Question

Eden is cutting two triangular tiles for her bathroom. She needs the tiles to be congruent but is not sure she is cutting them that way. Eden has ensured that one side of both tiles is congruent. Which pair of sides would Eden need to compare in order to make sure the triangles are congruent by HL? triangle ABC with coordinates A at 1 comma 4, B at 2 comma 4, C at 1 comma 1, and a right angle symbol at A and length of AC of 3 units, triangle EFD with coordinates E at 2 comma negative 2, F at one comma negative 2, D at 2 comma 1 and a right angle symbol at E with length of ED of 3 units segment AC and segment EF segment AC and segment FD segment BC and segment EF segment BC and

Answer 1

Answer:

I think its BC and FD

Answer 2

Answer:

Segment FD and segment BC.

Step-by-step explanation:

The HL postulate refers to corresponding Hypothenuse-Leg postulate which is used to demonstrate congruence between two right triangles. These postulate only need two evidences to prove because right triangles already have a congruent angle, so it's like using Side-Angle-Side Postulate.
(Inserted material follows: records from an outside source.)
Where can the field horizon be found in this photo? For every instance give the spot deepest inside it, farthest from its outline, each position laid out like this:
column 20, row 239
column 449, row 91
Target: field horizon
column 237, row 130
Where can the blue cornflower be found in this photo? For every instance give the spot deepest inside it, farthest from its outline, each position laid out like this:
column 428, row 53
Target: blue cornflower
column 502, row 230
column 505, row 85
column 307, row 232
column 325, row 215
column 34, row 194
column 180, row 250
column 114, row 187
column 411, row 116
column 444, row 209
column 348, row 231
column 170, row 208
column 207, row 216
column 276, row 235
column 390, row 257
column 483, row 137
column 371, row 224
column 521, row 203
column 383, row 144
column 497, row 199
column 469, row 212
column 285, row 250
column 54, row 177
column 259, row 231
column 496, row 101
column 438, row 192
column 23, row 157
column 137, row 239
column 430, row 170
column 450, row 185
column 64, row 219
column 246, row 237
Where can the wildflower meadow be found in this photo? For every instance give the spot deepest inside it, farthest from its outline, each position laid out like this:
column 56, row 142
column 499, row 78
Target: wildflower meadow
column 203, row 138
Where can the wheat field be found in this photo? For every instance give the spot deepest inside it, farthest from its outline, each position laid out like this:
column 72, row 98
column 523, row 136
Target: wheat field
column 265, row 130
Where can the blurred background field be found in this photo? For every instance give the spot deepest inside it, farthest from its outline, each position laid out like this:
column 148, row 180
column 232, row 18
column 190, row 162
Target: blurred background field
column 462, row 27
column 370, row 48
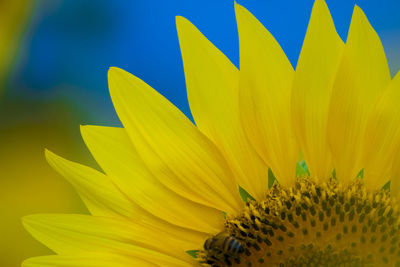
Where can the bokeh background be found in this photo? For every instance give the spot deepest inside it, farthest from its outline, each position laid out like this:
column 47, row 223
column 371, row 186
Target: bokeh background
column 54, row 57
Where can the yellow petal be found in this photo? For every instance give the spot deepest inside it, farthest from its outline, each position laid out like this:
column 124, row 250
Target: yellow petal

So, in the given problem, we have to triangles, ABC and EFD, which are both right triangles, and we already have one side or leg congruent: $AC \cong DE$

So, to demonstrate the congruence using HL postulate, we just have to compare both hypothenuses and see if they are congruent: $FD \cong BC$

Therefore, the asnwer is "Eden needs to compare segment FD and segment BC, to demonstrate the congruence by HL postulate.